The coronavirus is sobering for many of us who consider themselves heroes. It gives us an opportunity to look at our life in a right way. team | 15 April 2020

God lets people have trials in order to sober them and so that they would correct their lives said His Beatitude Metropolitan Onuphry of Kiev and All Ukraine in the program “The Word of the Primate” on April 11, 2020.

“Today we are experiencing such a disaster as coronavirus. Many people are confused by this epidemic, and some ask, “Why did God allow this to happen to me? I have not done anything unkind…” God allows this to happen for several reasons. First reason is our sins. Secondly, He lets it happen to sober us. It is because many people live on earth in false heroism. They look at someone else’s grief when it is far away from them or on the TV screen, and they easily survive it. They say, “I’m not afraid of anything, I don’t accept anything, nothing scares me.” However, this disease that came upon us made it possible for us to experience grief personally, naturally. And this sobers a person,” said the Primate of the Ukrainian Orthodox Church.

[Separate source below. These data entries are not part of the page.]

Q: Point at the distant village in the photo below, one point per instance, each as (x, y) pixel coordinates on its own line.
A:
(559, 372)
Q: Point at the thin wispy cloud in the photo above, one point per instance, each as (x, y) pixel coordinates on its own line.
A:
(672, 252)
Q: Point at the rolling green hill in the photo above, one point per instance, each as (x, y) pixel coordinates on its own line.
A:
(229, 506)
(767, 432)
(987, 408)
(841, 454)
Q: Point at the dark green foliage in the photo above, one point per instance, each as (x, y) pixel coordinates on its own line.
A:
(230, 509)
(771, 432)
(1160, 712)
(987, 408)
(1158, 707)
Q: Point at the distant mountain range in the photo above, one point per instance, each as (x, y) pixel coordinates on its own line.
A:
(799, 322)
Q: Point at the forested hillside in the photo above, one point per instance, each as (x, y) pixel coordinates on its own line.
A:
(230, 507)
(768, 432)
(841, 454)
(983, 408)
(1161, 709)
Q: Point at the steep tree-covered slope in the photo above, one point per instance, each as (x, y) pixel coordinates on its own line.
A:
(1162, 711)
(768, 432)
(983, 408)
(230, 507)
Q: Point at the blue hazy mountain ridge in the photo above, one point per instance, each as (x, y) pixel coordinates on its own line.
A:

“There was such a case,” continued the Archpastor. “A journalist had an idea to write an article about the life of people in prison. He had a friend, the head of a prison. This journalist turned to him, saying, “I want to write about prisoners.” The other replied, “Let’s do this: I will put you in prison for a certain period, you will stay with them and you will understand the psychology of these people, how they live, and what they want.” The journalist agreed and went to prison.

“Several days passed and he read in the newspaper that the head of the prison had died. He was shocked by this news: who will now lead him out of prison? He will have to endure the whole period! And this journalist in one night from a black-haired young guy became a gray-haired elderly…

“But a day later the head of the prison came to him. The journalist saw him and threw up his hands: “Yes, you are alive!..” “Yes, I am,” he replied. “But I read that you had died. I was so scared that I’ll be in prison for life…” The head of the prison replied, “No. I did this on purpose, so that you would feel what a prison life is like, without hope, without backup…”

“Then the head of the prison released the journalist from prison, and the journalist changed his life. He stopped writing, began to live a godly life, doing good deeds and praying. It is because grief touched his soul. And he realized that the most important thing for a person is to be able to meet grief and survive it.”

“Likewise, coronavirus sobers many of us who consider themselves heroes – “we are not afraid of anything, nothing scares us”. This gives us an opportunity to look at our life in a right way. This helps us evaluate our life and build it so that it is of use not only on earth, but also in the future,” His Beatitude Metropolitan Onuphry concluded.